Mr Puggsly said:
Pemalite said:
You can take such PC's out of their case and transplant it into a new one.
There isn't a good APU on the market because APU's tend to be large chips, they are expensive to manufacture and people expect APU's to be cheap. You are better off spending those transistors on CPU performance and get a seperate GPU.
Jaguar-levels of CPU performance for instance is unacceptable on PC.
The i7's aren't needed to crush the Xbox One, the console APU's don't have CPU's anywhere near that level. An dual-core, core i3 perhaps.
It won't happen, because bandwidth. Unless AMD's upcoming HEDT platform supports integrated graphics, which I I doubt.
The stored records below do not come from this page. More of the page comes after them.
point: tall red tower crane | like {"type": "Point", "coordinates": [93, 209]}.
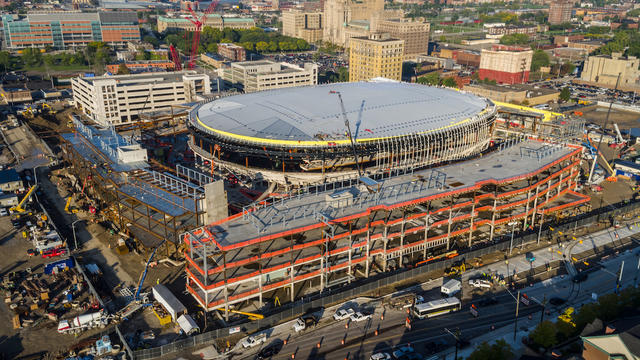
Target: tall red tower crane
{"type": "Point", "coordinates": [199, 23]}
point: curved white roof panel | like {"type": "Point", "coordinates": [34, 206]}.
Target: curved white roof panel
{"type": "Point", "coordinates": [374, 109]}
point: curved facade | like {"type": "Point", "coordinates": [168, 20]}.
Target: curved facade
{"type": "Point", "coordinates": [302, 130]}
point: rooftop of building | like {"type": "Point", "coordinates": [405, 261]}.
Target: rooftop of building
{"type": "Point", "coordinates": [133, 79]}
{"type": "Point", "coordinates": [9, 175]}
{"type": "Point", "coordinates": [313, 209]}
{"type": "Point", "coordinates": [517, 87]}
{"type": "Point", "coordinates": [375, 110]}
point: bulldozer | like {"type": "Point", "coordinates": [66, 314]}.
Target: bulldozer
{"type": "Point", "coordinates": [457, 268]}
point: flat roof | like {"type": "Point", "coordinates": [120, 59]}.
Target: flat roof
{"type": "Point", "coordinates": [306, 210]}
{"type": "Point", "coordinates": [375, 110]}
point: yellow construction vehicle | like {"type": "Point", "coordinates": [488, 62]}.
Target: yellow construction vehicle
{"type": "Point", "coordinates": [18, 208]}
{"type": "Point", "coordinates": [251, 316]}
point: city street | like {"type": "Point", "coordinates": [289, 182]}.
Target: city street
{"type": "Point", "coordinates": [360, 340]}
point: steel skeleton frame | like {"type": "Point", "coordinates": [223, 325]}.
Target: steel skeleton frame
{"type": "Point", "coordinates": [340, 248]}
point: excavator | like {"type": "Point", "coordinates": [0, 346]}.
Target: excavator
{"type": "Point", "coordinates": [251, 316]}
{"type": "Point", "coordinates": [18, 208]}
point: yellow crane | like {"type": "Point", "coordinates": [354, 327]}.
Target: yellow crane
{"type": "Point", "coordinates": [18, 208]}
{"type": "Point", "coordinates": [251, 316]}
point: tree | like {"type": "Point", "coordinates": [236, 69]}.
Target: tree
{"type": "Point", "coordinates": [432, 78]}
{"type": "Point", "coordinates": [501, 350]}
{"type": "Point", "coordinates": [123, 69]}
{"type": "Point", "coordinates": [539, 59]}
{"type": "Point", "coordinates": [450, 82]}
{"type": "Point", "coordinates": [565, 94]}
{"type": "Point", "coordinates": [545, 334]}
Then Quad-Channel DDR4 memory opens up a ton of possibilities.
They really aren't though. One was built for gaming performance and leverages graphics performance over all else.
An AMD APU on PC however is meant as a balanced chip good at everything, master of none. And that is reflected in their hardware capabilities.
I think the main reason why it failed is because... PC gamers just don't care. A OEM box that is to leverage a PC's software library was never going to be a runaway success. PC Gamers enjoy upgrading, enjoy building PC's. It's why companies like Corsair have such notoriety.
|
I did a little research, there are PC Jaguar CPUs running similar GHz as consoles. So they're fine for PCs as well. Eitherway, if you bought a device with a gaming focused APU, than GPU power is more important than CPU power.
I think there is an audience looking for a simple box that's reasonably priced and essentially runs current PC games at decent settings, like at par with modern consoles. I mean look at all the options for pre built gaming PCs, there is a market. I thought Steam machines was gonna be the answer for that but it wasn't, still expensive.
|
The answer is not buying a completely new PC every time you upgrade. If you just take a 4 year old PC and switch out the GPU with a $400 one you already have a better PC for a cheaper price.
Just because consoles force you to replace all of your hard and software with an upgrade doesn't mean PCs have to. There are plenty of components that last multiple console generations.